Маша тяжело вздохнула. Илья. А ведь она любила его. Очень любила, но только до свадьбы. А потом почему-то вдруг забыла об этом, как-то быстро и незаметно. И по утрам, вместо того чтобы спросить: «Что тебе приготовить, любимый, на завтрак», – она говорила: «Иди ешь, я накрыла на стол, сегодня у нас омлет (или овсянка, или сырники)». Притом что Илья ненавидел и овсянку, и сырники. Он ворчал, сердился, доставал из холодильника йогурт, а она ревела от обиды и выговаривала ему, что он не ценит ее труд и издевается над ней. Ведь она все утро у плиты стояла. И убегала в слезах в спальню.
Господи, какая она была дура! Кто ее просил у плиты стоять? Никто. Илья всегда любил выпить с утра кофе с тостом, а сытные завтраки были ее изобретением, точнее, маминым. Это маму она копировала с усердием, заслуживающим лучшего применения. Такое впечатление, что она вообразила себя заведующей детсадом, а не молодой женой.
И секс у них превратился из акта любви в какую-то полезную для здоровья процедуру, скучную и неприятную.
А мамины звонки с нелепыми советами об устройстве быта? Мама ей помогала наладить семейную жизнь по образцу пятидесятилетней супружеской пары, и глупая Маша все это слушала, а главное, применяла на практике.
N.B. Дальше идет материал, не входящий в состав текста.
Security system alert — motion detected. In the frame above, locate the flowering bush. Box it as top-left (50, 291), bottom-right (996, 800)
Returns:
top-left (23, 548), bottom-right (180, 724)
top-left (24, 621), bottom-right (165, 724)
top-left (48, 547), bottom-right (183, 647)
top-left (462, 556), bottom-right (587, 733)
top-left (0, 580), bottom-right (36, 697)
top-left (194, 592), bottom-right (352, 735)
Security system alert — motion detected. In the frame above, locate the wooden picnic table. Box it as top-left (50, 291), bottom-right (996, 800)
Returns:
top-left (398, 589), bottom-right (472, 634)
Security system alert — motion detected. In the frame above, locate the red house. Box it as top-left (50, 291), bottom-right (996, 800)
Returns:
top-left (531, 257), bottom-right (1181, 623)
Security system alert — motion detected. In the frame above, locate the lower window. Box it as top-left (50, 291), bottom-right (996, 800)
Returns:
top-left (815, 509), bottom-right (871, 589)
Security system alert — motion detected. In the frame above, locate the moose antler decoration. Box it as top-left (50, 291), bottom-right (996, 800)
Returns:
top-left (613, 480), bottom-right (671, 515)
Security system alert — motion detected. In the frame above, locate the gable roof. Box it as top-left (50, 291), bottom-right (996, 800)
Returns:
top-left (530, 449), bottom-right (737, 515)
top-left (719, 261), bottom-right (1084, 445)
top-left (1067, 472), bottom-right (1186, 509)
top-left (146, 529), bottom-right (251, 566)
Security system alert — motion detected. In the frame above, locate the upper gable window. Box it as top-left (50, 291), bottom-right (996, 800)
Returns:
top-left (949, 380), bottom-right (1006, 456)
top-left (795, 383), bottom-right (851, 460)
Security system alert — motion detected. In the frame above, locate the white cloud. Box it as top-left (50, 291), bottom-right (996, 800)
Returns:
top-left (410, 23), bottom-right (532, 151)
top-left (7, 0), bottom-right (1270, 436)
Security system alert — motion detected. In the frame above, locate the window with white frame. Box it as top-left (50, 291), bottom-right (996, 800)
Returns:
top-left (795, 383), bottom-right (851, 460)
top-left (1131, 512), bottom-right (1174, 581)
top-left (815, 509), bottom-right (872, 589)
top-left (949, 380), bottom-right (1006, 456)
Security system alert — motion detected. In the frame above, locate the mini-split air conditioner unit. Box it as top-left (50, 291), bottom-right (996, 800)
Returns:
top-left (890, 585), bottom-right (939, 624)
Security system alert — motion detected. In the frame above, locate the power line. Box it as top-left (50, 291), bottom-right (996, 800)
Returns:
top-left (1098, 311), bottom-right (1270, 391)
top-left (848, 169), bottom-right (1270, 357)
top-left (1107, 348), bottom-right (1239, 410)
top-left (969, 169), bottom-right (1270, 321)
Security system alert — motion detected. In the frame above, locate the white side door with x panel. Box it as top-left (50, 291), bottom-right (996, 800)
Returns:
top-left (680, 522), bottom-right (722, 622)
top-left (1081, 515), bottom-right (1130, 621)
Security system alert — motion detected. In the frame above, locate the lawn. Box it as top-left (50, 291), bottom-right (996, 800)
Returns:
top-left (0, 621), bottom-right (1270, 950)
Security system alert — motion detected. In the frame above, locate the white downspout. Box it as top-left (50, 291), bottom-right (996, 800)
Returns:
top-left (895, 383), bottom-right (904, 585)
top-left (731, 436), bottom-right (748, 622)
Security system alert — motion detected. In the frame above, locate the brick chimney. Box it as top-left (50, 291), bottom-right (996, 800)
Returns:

Скажите на милость, кто будет слушать в таких вопросах маму? Только законченная дура. Такая, какой и была Мария. Вместо того чтобы жить весело, легко, радостно, как было до свадьбы, она с озабоченностью пятидесятилетней сварливой бабы мотала нервы себе и мужу. Зачем? От скуки? Ведь она не работала, уборкой тоже не занималась, у них была домработница. Просто дурила, и все.
Когда Илья сбежал, она позвонила маме посоветоваться, как быть, и поплакаться в жилетку. Мама немедленно поинтересовалась, все ли Машенька делала, как она учила. Машенька с чистой совестью отрапортовала, что все, на что мама лишь развела руками. Обозвала Илью избалованным, неблагодарным, эгоистичным животным и велела Маше первой ни за что не мириться, а еще лучше – подать на развод. Что Машенька послушно и сделала. Мама звонила каждый день, жалела Машеньку, подливала масла в огонь, всячески укрепляя в ней мысль о ее безусловной правоте и мужниной черной неблагодарности. Подруг у Маши в Москве не было, и мама была единственным человеком, к кому она могла обратиться. За все это время у Маши не хватило ума сесть и самой задуматься о собственной жизни вплоть до этого самого момента.
Может, это ей кара за эгоизм и глупость? Не знал Господь, как до нее достучаться, и придумал эту камеру. Тихо, одиноко и делать нечего.
Как это ни странно, о своем ночном визитере Маша теперь думала без страха и отвращения, а все происходящее с ней воспринимала как неизбежное зло, с какой-то овечьей покорностью. И мечтала лишь о том, чтобы вызвать у Лаврентия Павловича, как она теперь мысленно его называла, симпатию и интерес, на большее она не рассчитывала, здраво оценивая свои силы. Она не была опытной и искушенной обольстительницей вроде Ларисы Алеповой и красавицей тоже не была, так, милая простушка, не больше. А жить хотелось ужасно, выбраться отсюда хотелось, и непонятно, что же будет делать, когда выберется.
Маша даже стала бояться того момента, когда окажется на улице, и с надеждой молила Бога, чтобы ее подержали в этом подвале еще чуть-чуть, пока она не придумает, как ей раздобыть документы и деньги.